I stopped by the grandparents house this morning on my way into my office. I drank a cup of coffee while chatting with my grandfather. He mentioned Fort Eustis, where he was stationed during the Korean War for most of his two years and how he ended up there teaching in the Transportation School there. At one point he mentioned his race car and ran off to get photographs. He came back with a book of photographs from around 1955, a few of which were of a car he had raced in NASCAR at the time. He had stories to tell about that as well.

Huh.

growing up

A week ago it was over 80 degrees outside, and now there are a couple of inches of snow on the ground. I wondered the other day how this will affect plants over the next twenty years, in a post-apocalyptical way. No, I’m sure like The Lorax, capitalism will find a way to make money then.

I’ve had dreams about my father lately.

I recall feeling like I knew and respected how he lived and I that I was one of his defenders. That feels like ages ago now.

A few weeks ago I was talking to Kate about organizing my history into three lives; growing up, Seattle, and returning home. I was thinking about the great chasm of instability in these transitions and recognizing that I’m still adjusting to this most recent change. Moving to Seattle, I recall feeling like M was giving up less than was. In retrospect, true or not, I did not have the wherewithal to judge such things at the time. Now I can recognize and measure the change much better. Less important is how different my life was a year ago, more how I thought about it differently. At the time, settling down and having children was something I planned for in the foggy “someday.” I have lacked a ten year plan most of my life and had no desire for one. Now there are, as Kate says, a smaller number of infinite possibilities.

The big reason for moving home was to spend time with my Grandparents. This is one of the most fulfilling decisions I’ve ever made. I realize the other night that once Grampie and Grammie McLellan return for the summer I’ll be visiting them on weekends without Kate as she’ll be deep in farming activity. Still, this is important.

We started watching Due South recently. I laughed at vast canyon between the shows I used to like and what is on network television today. The main character’s father works for the RCMP, as did his father. After his father is murdered, he begins realizing how much they had in common despite being mostly separated.

I have no memories of my father driving a tractor. Maybe the Case Loader/Backhoe. I can faintly remember him splitting wood at the field near the Maggie Camp. Often my grandfather tells me about spending time with my father laying hardwood floors, or working on the bulldozer. I didn’t know that person. He had grown much older than his age by the time I was in my twenties.

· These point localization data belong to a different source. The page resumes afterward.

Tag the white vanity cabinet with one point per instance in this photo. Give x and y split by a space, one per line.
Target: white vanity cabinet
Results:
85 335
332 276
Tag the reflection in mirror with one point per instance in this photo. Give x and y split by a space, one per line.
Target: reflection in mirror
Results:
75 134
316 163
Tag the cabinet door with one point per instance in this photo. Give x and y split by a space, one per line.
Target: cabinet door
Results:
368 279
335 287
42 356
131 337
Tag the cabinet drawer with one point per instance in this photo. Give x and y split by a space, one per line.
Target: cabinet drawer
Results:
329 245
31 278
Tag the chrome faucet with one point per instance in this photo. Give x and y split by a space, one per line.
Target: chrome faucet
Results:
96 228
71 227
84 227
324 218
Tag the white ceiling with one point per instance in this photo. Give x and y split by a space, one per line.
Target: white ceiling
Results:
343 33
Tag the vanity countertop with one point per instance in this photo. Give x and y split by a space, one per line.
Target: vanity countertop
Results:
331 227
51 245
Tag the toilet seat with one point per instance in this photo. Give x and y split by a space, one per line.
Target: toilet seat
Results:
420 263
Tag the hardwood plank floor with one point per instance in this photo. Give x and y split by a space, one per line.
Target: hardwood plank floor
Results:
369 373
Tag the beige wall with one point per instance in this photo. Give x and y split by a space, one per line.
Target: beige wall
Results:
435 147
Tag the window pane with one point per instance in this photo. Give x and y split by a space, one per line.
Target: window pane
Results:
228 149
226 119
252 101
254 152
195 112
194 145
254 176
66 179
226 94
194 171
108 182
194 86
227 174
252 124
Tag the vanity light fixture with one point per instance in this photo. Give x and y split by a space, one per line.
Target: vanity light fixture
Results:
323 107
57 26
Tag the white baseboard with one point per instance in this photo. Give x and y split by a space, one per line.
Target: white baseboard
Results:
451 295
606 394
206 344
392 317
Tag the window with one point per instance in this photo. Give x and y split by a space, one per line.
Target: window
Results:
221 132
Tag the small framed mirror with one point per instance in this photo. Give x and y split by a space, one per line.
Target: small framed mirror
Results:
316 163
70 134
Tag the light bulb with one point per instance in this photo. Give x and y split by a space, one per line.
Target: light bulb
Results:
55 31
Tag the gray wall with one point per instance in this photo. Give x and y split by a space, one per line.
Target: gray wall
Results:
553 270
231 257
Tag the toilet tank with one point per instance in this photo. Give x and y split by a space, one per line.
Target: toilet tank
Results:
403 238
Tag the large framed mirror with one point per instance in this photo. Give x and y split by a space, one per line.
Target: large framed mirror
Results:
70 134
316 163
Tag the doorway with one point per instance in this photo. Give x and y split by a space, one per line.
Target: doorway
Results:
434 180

We burned a cord of wood this winter. Not that we needed to, the oil boiler works fine and I make plenty of money to pay for the oil. Part of it is probably nostalgia, that comes heavy when you grow up in a house with a cookstove. While interviewing my grandfather yesterday as part of an oral history project, I asked him about how often he used to go to town when he was young. He said they would go to the village, about eight miles away, a few times a week. But they very rarely went to Ellsworth, which I call the city. It was a different time, one where the village had a half dozen stores to its two now, one of which I believe opened new last year. When I was working from home I found myself a little stir-crazy if I hadn’t left the house all day, but I think that I don’t mind if I don’t leave Surry all day. I love the woods behind our house and I treasure our family heritage here.